I don’t usually like child in peril/child suffering/missing child fiction. As a parent, I find them too disturbing. For some reason, two of the books that I read in October were weird missing/suffering child thrillers. I still found them overly disturbing, but there was enough weirdness in them to keep my curiously reading while I cringed. Here are a couple mini reviews for those who can handle such books:

Title: The Last House on Needless Street
Author: Catriona Ward
Genre: Unreliable Narrator Weirdness
Pages: 352
Rating: 3.5 out of 5
If you like unreliable narrators and can handle disturbing/abusive content, this is the book for you. There are multiple first person POV narrators (including a talking, Bible-reading cat) and some third person limited omniscient narration. It’s the kind of story where you spend a lot of it trying to figure out what is going on with dawning horror and some barely believable twists.
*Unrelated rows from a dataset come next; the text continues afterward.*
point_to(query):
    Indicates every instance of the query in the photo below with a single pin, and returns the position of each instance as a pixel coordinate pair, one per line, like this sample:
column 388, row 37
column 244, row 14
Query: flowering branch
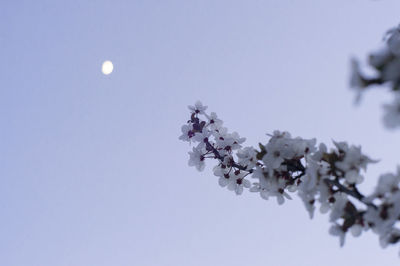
column 320, row 177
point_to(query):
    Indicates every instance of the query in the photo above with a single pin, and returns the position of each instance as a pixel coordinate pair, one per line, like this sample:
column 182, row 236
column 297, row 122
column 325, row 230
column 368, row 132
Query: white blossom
column 391, row 118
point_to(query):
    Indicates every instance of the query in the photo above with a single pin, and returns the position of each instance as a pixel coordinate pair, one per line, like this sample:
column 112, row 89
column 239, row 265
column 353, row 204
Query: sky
column 91, row 168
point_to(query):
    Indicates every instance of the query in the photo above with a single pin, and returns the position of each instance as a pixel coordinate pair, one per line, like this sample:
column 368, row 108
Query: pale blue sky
column 91, row 168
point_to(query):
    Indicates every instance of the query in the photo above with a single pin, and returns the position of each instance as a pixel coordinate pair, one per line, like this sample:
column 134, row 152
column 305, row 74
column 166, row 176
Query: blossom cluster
column 322, row 178
column 385, row 65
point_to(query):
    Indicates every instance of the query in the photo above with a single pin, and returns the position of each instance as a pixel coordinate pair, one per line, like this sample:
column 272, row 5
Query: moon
column 107, row 67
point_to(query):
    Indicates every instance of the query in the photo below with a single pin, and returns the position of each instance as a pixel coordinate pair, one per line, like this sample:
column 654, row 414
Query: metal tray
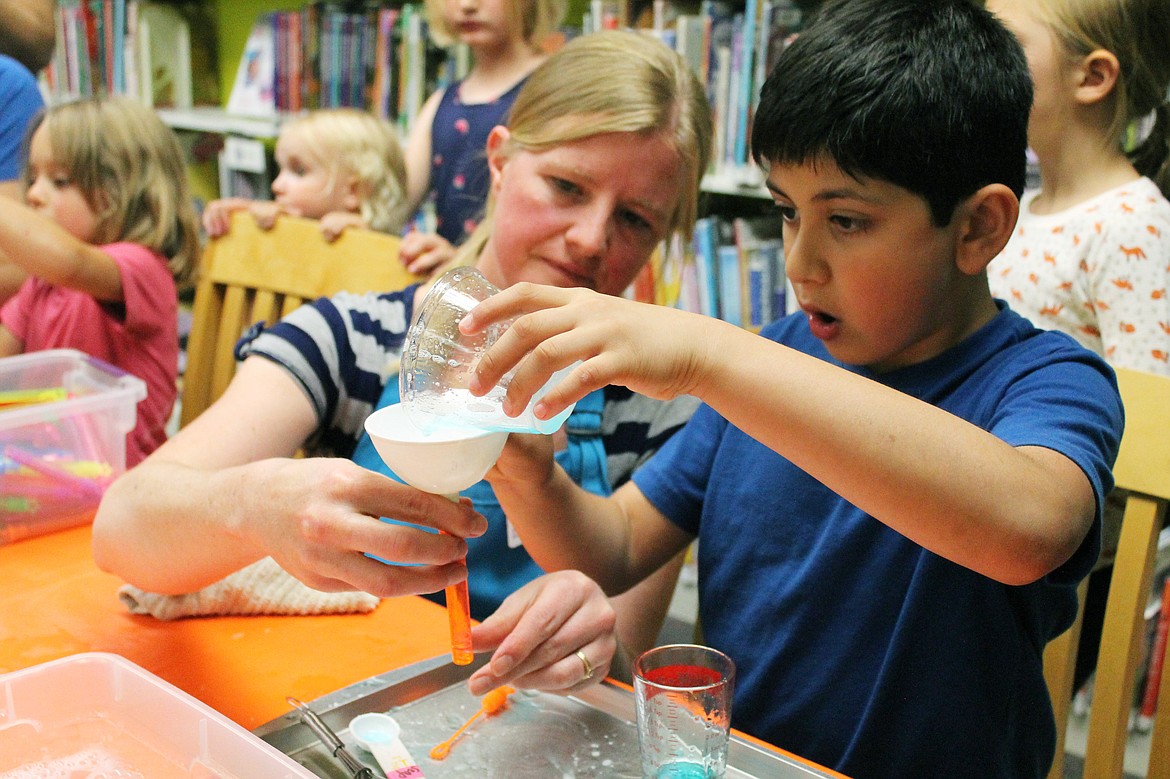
column 539, row 735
A lot of it has been done before, but the author does it very well (even if her self-important afterward is a bit overblown).

Title: The Changeling
Author: Victor LaValle
Genre: Magical Realism/Fairytale Mess
Pages: 448
Rating: 1.5 out of 5
I picked this up in spite of the “missing child” plot because I enjoyed LaValle’s The Ballad of Black Tom, and this book won multiple awards and rave reviews. Unfortunately, I thought the book was an absolute mess. It’s one of those “magical realism” things where “magical realism” is an excuse for incoherent worldbuilding, illogical character behavior, and plot coming in a distant second to preachy ideology. Parts were compelling, but it felt like three largely unrelated stories smashed clumsily together with an eye on portraying big important themes (importance of family, difficulty of being a black woman, dangers of white males and social media) rather than on presenting a coherent narrative.